Figure 5. Identification and characterization of apical periodontitis (AP)-associated mesenchymal stem cell (MSC) population and its subclusters.

(A) t-Stochastic neighbor embedding (t-SNE) representation an unsupervised clustering of single cells within the MSC cluster. (B) Violin plots of MSC subcluster-specific expression of representative genes. (C) The percentages of four subclusters of MSC population were quantified in control and AP groups. (D) Violin plots depict the changes in the expression of top upregulated genes in the MSC cluster. (E and F) Immunofluorescence double staining of Sparc (E) and Col1 (F) in Sp7-expressing osteoprogenitors. Scale bar, 50 μm. (G) Immunofluorescence double staining of Runx2 in Gli1⁺ periodontal stem cells (PDLSCs). Scale bar, 50 μm. (H) Lineage tracing analysis of Lepr⁺ PDLSCs and Col2.3⁺ osteoblasts. Scale bar, 50 μm.
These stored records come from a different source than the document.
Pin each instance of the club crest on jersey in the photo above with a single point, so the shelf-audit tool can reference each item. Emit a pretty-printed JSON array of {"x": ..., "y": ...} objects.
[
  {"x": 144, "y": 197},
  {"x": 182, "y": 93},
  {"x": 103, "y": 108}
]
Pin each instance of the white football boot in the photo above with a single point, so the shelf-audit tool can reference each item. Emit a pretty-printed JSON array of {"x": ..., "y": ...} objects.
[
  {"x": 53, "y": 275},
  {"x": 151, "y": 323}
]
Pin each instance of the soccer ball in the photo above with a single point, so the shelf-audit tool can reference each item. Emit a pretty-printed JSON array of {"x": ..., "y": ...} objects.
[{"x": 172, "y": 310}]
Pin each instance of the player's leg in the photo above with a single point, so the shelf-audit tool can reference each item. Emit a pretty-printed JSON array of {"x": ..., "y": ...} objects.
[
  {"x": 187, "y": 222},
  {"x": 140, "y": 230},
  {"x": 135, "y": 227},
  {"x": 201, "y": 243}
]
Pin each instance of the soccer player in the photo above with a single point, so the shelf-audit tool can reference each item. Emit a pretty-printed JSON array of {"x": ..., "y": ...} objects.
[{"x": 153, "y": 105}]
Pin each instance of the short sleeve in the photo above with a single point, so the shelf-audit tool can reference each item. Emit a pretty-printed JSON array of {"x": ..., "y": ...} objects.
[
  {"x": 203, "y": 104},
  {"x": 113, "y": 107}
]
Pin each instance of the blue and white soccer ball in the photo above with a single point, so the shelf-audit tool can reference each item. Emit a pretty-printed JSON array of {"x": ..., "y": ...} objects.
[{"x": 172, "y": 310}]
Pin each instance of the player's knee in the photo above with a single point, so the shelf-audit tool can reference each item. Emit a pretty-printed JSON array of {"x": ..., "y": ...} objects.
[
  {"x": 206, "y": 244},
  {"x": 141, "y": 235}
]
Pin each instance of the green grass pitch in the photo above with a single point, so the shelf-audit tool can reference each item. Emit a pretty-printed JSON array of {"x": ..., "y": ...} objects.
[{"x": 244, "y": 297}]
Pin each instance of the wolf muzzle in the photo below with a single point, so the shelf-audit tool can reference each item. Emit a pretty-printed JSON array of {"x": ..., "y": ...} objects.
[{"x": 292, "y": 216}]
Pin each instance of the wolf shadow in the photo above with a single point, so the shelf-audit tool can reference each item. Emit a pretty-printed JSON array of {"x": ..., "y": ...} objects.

Figure 5—figure supplement 1. Red fluorescent protein expression in Prrx1^Cre;Rosa26^Ai14, Sp7^Cre;Rosa26^Ai14, Gli1^CreER;Rosa26^Ai14, and Lepr^Cre;Rosa26^Ai14;Col2.3-GFP mouse models.

Scale bar, 50 μm.

Figure 5—figure supplement 2. Gene Ontology (GO) enrichment analysis of the biological functions of mesenchymal stem cell (MSC) subclusters.

Figure 5—figure supplement 3. Real-time quantitative PCR (qPCR) and bulk RNA-seq analysis of osteogenic markers during apical periodontitis (AP) situation.

(A) Gene expression of Runx2, Sparc, Col1a1, Col1a2, and Bglap in samples of control and AP mouse mandibles. n=6 in control group and n=7 in AP group. *p<0.05, **p<0.01, ***p<0.001, and ****p<0.0001. All data were exhibited as mean ± SEM. (B) Heatmap of representative genes associated with osteogenesis in bulk RNA-seq analysis.